Todo ese caudal de abrumador talento ha sido orientado por Leto, en muchas de sus canciones y videos documentales, hacia una aguda y oportuna crítica al conformismo y a las barreras autoimpuestas, como en Do or die, uno de sus más recientes trabajos, que constituye una sencilla pero poderosa exhortación a cada ser humano a que haga de su vida algo que valga la pena para sí mismo, ya que sin duda es desde la propia experiencia de la libertad y de la plenitud que verdaderamente se puede aportar de una manera positiva a la sociedad.

El planteamiento –ya insinuado en Closer to the edge y otras producciones–, que en apariencia puede parecer ingenuo, es bastante pertinente en estos turbulentos inicios del siglo XXI, principalmente en Venezuela, donde unos neoconvencionalismos impuestos por intereses mezquinos amenazan con sumir a su población en un estado de aletargada mediocridad.

De allí que, como referente contemporáneo, Leto pueda resultar para muchos una figura bastante atractiva por sus ideas y por su labor, esta última comprometida con innumerables causas, y no sorprendería que incluso hayan empezado a surgir en el país las comparaciones con otros personajes famosos, como con Gustavo Dudamel, que de acuerdo a lo que bien señala Marianella Salazar –en su artículo “La papa caliente”, publicado el 19 de febrero de 2014 en El Nacional– “se ha dejado utilizar como propaganda internacional del régimen y ha prestado su imagen a los más terribles acontecimientos políticos de los últimos años”.

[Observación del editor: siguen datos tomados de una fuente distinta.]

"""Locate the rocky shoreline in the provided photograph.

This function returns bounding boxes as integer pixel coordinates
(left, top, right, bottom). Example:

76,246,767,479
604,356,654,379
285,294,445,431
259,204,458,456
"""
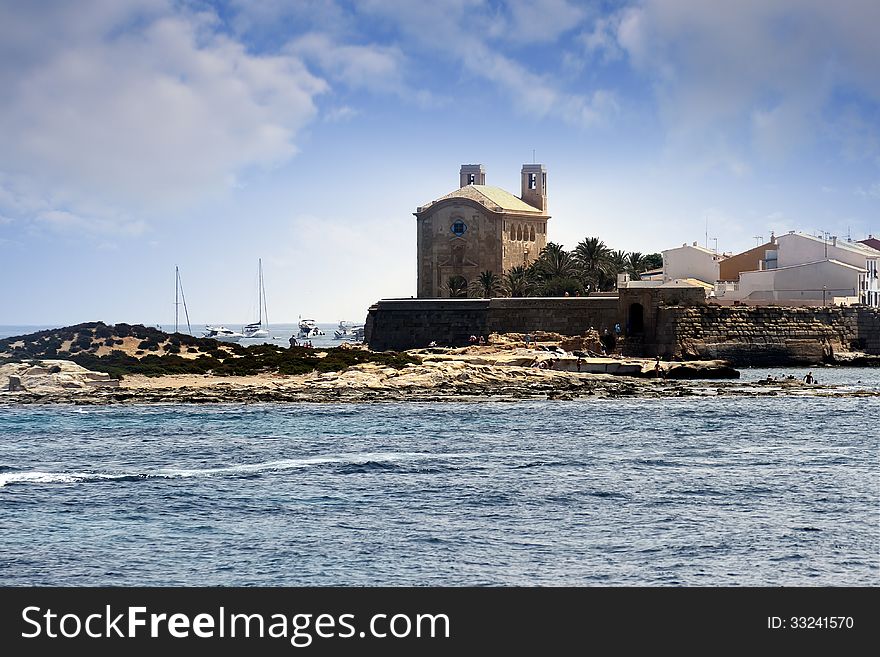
0,354,878,405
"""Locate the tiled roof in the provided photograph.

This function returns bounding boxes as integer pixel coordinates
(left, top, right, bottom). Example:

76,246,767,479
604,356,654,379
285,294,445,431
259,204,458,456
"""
419,185,542,215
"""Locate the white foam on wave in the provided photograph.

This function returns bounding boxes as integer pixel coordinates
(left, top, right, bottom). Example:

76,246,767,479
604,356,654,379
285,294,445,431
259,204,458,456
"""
0,471,120,488
0,452,479,488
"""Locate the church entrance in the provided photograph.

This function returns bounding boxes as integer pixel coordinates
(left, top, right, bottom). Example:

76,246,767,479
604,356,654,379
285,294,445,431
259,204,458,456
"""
627,303,645,335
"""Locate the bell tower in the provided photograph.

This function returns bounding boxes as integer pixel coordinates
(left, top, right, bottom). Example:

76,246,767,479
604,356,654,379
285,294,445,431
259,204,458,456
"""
520,164,547,213
459,164,486,188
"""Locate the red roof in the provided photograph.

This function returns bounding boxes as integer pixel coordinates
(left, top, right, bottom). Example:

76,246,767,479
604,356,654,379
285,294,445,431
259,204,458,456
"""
859,237,880,251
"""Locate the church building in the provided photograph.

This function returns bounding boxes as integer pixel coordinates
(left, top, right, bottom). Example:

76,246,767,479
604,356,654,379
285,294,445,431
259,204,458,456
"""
413,164,550,298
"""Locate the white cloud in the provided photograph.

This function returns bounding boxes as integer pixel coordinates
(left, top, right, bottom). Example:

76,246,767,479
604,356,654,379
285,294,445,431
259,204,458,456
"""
287,33,404,91
35,210,146,236
505,0,587,43
358,0,617,126
612,0,880,159
856,182,880,199
324,105,360,123
0,0,328,233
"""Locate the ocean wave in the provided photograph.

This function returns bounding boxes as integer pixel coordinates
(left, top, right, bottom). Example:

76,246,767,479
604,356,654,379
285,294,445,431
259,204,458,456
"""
0,452,482,488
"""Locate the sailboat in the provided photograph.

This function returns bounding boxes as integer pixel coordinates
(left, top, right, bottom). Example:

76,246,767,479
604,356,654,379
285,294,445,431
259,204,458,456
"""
241,258,269,339
174,265,192,335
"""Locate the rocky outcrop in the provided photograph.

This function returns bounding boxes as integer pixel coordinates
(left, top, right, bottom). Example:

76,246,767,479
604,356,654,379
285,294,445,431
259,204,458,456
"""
0,360,119,394
649,305,880,366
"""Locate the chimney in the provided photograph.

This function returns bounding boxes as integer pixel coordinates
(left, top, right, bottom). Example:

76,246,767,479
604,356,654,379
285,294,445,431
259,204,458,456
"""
520,164,547,212
458,164,486,187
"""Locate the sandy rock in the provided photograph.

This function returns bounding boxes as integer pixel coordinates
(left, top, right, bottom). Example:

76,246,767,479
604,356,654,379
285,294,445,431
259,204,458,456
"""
0,360,119,394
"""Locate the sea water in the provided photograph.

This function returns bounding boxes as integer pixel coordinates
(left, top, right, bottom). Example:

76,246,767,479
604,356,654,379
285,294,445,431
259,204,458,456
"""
0,384,880,586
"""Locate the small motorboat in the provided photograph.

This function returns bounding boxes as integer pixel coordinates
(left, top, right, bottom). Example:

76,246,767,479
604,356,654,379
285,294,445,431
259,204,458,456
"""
202,326,245,342
298,319,324,338
333,321,364,340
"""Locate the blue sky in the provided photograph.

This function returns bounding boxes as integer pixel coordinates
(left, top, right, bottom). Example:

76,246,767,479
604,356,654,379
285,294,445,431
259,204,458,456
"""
0,0,880,324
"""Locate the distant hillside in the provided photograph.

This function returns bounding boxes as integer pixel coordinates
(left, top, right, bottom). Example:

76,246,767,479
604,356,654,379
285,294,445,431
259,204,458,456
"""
0,322,419,378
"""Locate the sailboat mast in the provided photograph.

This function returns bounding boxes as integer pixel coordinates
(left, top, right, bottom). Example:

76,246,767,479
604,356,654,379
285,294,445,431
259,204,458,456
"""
260,259,272,336
174,265,180,333
174,266,192,335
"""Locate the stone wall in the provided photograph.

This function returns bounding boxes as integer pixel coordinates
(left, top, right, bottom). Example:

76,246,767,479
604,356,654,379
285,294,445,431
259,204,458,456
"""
487,297,618,335
365,290,880,366
364,299,489,351
364,297,618,350
643,305,880,365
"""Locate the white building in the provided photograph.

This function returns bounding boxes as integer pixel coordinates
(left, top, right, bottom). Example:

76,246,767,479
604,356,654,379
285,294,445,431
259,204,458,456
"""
716,231,880,307
663,242,724,285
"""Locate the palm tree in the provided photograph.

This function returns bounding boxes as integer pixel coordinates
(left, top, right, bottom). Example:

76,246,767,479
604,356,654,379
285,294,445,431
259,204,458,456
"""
626,251,645,280
444,276,467,299
573,237,612,289
642,253,663,271
470,271,503,299
503,265,534,297
530,242,577,281
609,251,629,274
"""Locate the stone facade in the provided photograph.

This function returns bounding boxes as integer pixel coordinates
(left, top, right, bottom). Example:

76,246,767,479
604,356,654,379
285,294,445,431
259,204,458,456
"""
644,304,880,365
364,297,618,350
414,164,550,298
365,288,880,366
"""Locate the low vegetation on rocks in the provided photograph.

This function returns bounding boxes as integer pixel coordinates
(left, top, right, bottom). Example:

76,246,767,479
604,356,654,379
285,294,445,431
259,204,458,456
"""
0,322,420,378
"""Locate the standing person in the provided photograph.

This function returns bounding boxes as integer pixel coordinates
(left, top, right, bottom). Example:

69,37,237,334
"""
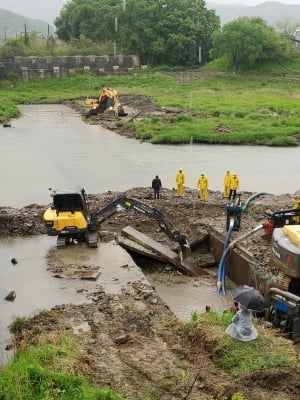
223,171,232,199
197,173,208,201
229,174,240,200
152,175,161,199
175,168,185,197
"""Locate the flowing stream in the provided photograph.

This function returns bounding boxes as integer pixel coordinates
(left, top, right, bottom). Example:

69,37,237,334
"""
0,105,300,208
0,105,300,363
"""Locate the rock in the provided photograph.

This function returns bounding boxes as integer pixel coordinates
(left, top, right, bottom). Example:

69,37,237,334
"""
115,334,129,344
4,290,17,301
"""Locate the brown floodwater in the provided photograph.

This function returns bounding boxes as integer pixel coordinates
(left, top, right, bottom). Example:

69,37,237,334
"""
0,104,300,208
0,235,230,364
0,105,300,362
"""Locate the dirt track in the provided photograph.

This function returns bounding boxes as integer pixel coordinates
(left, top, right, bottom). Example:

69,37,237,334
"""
0,188,300,400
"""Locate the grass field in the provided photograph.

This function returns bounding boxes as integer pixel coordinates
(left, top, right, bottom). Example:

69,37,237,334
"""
0,63,300,146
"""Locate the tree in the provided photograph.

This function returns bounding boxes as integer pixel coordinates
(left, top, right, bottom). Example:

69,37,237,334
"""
55,0,220,65
210,18,289,72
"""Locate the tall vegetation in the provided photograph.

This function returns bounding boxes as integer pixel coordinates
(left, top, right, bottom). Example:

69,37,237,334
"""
55,0,220,65
210,17,292,72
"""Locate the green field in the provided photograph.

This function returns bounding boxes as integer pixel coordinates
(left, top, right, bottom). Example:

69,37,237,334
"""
0,64,300,146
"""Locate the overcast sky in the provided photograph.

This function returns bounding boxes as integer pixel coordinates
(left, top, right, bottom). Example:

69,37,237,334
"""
0,0,300,24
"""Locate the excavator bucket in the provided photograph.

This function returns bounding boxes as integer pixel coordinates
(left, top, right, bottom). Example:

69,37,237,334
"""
181,244,192,261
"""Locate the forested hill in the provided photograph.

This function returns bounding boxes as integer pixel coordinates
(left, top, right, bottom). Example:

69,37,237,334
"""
0,9,54,43
206,0,300,27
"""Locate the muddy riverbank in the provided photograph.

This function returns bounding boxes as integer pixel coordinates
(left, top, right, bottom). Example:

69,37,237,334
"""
0,187,300,400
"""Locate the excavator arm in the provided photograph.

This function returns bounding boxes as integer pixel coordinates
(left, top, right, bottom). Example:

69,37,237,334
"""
269,208,300,228
88,196,190,252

Dudamel –como algunos otros venezolanos que no merece la pena mencionar– ha incurrido en el error más grave en que puede incurrir una figura pública exitosa, el erigir sobre su talento un encumbrado pedestal desde cuya cima, cuan deidad olímpica, pueda distanciarse por completo de los padecimientos de la humanidad –o por lo menos de los de sus hermanos, dado que sí parece sensibilizarse ante las dificultades de europeos y estadounidenses por igual–.

Lo irónico es que incontables hijos de la tan vilipendiada cuna del capitalismo –algunos que incluso sobrepujan en talento al director de orquesta venezolano residenciado en City of Los Angeles– sí se conectan con los problemas sociales, incrementando su cercanía, proactividad y acciones para contribuir a resolverlos en la misma medida en que su fama y su influencia aumentan, y lo hacen con la credibilidad que les otorga el aportar tanto a la solución de los problemas de su nación como a los que afectan a los pueblos de otras latitudes, tal y como lo ha hecho Jared Leto en el transcurso de su ascendente y brillante carrera artística.

Lamentablemente, algunos venezolanos talentosos no son como Jared.